La rédaction proposée par la commission de la culture du Sénat lors de la préparation de la CMP était donc équilibrée et prudente . Elle répondait aux objections soulevées par le Gouvernement et les députés de la majorité en ne visant que les compétitions officielles et en instituant une démarche de dialogue directement inspirée de la loi de 2004 sur l'application du principe de laïcité à l'école .

Malgré cette nouvelle rédaction, il est apparu clairement au cours des échanges menés avec le Gouvernement et les députés de la Majorité que ces derniers n'étaient pas opposés au port du voile islamique par les sportives, y compris dans le cadre de compétitions officielles .

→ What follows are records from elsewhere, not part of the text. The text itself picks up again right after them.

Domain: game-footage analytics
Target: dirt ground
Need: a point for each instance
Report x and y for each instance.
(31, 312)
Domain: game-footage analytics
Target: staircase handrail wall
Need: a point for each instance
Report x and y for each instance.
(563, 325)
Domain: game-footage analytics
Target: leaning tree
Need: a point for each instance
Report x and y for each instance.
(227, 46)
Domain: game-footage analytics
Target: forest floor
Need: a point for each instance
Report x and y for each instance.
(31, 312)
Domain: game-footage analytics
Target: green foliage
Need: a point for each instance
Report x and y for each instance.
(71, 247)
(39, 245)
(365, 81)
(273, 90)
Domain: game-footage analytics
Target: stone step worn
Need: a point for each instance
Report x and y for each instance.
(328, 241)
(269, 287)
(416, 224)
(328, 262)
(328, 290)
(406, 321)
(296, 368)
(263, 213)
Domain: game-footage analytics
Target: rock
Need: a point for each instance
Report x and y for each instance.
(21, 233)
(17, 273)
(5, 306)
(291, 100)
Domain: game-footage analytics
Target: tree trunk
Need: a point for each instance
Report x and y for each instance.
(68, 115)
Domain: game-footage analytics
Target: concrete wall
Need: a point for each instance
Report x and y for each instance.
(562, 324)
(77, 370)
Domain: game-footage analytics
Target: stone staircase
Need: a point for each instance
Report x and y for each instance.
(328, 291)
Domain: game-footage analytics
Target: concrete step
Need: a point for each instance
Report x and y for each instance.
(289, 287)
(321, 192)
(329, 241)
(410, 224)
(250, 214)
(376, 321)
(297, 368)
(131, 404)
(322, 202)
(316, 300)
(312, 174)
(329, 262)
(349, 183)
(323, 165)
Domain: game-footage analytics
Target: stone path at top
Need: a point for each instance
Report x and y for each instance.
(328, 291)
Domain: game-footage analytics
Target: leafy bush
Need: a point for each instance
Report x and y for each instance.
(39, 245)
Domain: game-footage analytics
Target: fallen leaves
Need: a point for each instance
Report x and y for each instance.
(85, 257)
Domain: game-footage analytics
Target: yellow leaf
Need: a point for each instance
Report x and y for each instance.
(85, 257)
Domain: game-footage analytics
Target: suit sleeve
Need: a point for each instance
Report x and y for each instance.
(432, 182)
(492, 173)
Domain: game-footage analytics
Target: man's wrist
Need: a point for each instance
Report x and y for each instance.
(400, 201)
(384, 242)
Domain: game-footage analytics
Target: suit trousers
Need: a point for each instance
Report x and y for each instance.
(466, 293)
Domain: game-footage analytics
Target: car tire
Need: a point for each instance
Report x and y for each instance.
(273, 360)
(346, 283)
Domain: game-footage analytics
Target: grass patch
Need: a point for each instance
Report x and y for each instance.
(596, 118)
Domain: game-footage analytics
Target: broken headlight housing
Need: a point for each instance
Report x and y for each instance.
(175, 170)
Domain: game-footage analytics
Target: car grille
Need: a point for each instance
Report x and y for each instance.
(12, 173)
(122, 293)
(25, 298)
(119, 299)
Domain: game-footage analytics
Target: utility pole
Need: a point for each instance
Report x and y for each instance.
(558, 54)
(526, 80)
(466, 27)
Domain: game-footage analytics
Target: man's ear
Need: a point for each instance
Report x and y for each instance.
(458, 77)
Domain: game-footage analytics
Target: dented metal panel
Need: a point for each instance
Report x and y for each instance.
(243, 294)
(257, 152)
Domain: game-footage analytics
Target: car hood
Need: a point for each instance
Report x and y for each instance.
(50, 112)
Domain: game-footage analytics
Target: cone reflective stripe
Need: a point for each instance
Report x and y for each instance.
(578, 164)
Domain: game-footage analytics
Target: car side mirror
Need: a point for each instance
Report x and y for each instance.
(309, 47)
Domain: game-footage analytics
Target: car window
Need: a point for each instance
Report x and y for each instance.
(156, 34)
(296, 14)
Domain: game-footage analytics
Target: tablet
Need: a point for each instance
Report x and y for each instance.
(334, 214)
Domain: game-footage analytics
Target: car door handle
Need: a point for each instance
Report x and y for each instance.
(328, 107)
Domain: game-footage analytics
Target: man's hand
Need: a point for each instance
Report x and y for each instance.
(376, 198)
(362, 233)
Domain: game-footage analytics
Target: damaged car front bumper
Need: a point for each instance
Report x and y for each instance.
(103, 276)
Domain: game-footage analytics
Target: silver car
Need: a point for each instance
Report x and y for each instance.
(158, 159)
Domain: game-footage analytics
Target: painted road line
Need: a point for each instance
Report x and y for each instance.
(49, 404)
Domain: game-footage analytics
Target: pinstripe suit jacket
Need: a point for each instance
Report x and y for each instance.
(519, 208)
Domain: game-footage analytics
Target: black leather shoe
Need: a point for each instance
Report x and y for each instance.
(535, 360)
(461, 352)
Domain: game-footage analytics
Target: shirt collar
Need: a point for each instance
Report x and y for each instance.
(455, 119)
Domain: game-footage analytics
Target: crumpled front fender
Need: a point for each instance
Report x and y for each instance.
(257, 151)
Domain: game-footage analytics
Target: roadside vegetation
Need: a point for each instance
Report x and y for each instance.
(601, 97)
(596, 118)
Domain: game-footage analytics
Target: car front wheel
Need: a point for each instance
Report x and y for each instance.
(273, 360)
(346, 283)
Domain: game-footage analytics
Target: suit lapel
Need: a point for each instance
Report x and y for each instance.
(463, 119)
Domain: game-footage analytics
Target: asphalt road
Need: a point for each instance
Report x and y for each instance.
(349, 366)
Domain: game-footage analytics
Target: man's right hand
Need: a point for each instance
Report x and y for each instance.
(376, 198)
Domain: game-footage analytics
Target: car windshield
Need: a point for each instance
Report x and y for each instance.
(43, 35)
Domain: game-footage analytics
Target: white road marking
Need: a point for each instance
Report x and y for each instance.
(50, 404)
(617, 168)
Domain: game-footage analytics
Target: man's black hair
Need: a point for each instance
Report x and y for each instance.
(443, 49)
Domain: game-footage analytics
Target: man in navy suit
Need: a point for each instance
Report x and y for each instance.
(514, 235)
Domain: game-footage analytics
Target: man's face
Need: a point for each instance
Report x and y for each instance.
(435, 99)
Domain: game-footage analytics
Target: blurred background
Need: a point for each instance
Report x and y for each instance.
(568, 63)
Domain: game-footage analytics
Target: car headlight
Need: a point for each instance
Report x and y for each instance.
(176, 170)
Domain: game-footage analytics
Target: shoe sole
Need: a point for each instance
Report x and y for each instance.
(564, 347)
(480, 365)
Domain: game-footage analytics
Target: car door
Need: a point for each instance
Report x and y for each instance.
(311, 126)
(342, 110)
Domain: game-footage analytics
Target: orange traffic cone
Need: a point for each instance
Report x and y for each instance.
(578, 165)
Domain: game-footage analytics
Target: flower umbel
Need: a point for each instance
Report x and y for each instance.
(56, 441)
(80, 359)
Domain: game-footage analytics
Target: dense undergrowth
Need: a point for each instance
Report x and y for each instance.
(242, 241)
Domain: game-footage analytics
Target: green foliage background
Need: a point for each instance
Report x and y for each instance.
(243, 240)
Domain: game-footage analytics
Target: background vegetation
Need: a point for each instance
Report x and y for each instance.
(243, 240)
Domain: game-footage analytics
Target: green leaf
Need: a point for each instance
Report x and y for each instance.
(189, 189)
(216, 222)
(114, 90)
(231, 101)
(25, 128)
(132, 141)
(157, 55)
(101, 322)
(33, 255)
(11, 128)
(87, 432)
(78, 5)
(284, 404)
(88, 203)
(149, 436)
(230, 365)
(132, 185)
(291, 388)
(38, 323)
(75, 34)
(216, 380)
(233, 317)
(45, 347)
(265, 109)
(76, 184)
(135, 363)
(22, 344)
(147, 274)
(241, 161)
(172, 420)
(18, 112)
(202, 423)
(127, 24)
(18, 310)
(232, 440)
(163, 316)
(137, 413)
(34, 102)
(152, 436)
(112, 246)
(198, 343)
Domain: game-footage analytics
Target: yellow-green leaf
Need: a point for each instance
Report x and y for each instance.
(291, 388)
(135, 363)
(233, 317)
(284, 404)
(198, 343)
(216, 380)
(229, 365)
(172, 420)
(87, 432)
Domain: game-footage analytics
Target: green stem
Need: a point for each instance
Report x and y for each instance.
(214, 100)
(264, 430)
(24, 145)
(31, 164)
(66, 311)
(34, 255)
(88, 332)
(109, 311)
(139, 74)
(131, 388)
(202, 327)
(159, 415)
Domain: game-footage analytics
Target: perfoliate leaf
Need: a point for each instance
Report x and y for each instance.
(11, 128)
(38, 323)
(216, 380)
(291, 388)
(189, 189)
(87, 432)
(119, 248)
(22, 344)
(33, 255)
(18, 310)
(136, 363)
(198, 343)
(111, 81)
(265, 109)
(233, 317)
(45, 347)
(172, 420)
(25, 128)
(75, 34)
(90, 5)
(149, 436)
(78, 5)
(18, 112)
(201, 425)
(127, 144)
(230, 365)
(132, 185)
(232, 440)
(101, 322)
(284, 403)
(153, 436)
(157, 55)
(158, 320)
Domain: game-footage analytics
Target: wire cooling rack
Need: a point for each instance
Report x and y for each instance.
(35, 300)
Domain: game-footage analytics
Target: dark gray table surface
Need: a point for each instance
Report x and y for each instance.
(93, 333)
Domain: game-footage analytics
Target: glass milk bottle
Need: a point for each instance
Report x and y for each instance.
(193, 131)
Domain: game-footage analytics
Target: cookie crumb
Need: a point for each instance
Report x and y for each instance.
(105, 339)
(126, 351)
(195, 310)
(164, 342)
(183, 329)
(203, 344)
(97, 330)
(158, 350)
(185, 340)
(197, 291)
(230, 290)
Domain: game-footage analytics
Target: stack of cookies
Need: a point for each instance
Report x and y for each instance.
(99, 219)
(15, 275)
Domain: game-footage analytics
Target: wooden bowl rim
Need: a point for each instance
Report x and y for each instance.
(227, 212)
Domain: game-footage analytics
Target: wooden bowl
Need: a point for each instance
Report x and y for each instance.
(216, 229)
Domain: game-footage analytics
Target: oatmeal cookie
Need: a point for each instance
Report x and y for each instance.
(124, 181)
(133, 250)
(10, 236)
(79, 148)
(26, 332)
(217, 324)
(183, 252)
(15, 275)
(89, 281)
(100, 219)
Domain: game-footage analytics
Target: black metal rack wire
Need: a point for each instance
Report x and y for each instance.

3. Le refus du Gouvernement d'étendre la loi de 2004 au sport fragilise son application à l'école

Le refus du Gouvernement et de sa Majorité à l'Assemblée nationale d'adopter une mesure visant à interdire le port de signes religieux ostensibles lors des compétitions sportives constitue une véritable source d'inquiétude .

Compte tenu de la multiplication des incidents liés au non respect de la laïcité dans le sport, il est en effet devenu urgent de se demander si le sport n'est pas devenu le moyen pour les Islamistes de s'immiscer dans le fonctionnement de l'école publique pour y imposer des règles contraires aux valeurs républicaines .

Il existe, en effet, une relation très étroite entre le sport et l'école. Or comment serait-il possible d'appliquer des règles différentes pour des compétitions sportives organisées dans un cadre scolaire, sur des terrains municipaux et donc en dehors de l'école et des compétitions organisées par des clubs sur les mêmes terrains ou dans les mêmes gymnases ?

Le refus du Gouvernement et de sa Majorité de défendre la laïcité dans le sport ouvre en réalité une brèche qui pourrait remettre en cause la loi de 2004 sur l'interdiction des signes religieux à l'école .

Dans ces conditions, il n'était pas possible pour le Sénat de renoncer à inscrire dans ce texte une disposition visant à défendre l'application du principe de laïcité dans le sport et l'accord en CMP devenait hors de portée tout comme l'élaboration d'un texte commun en nouvelle lecture.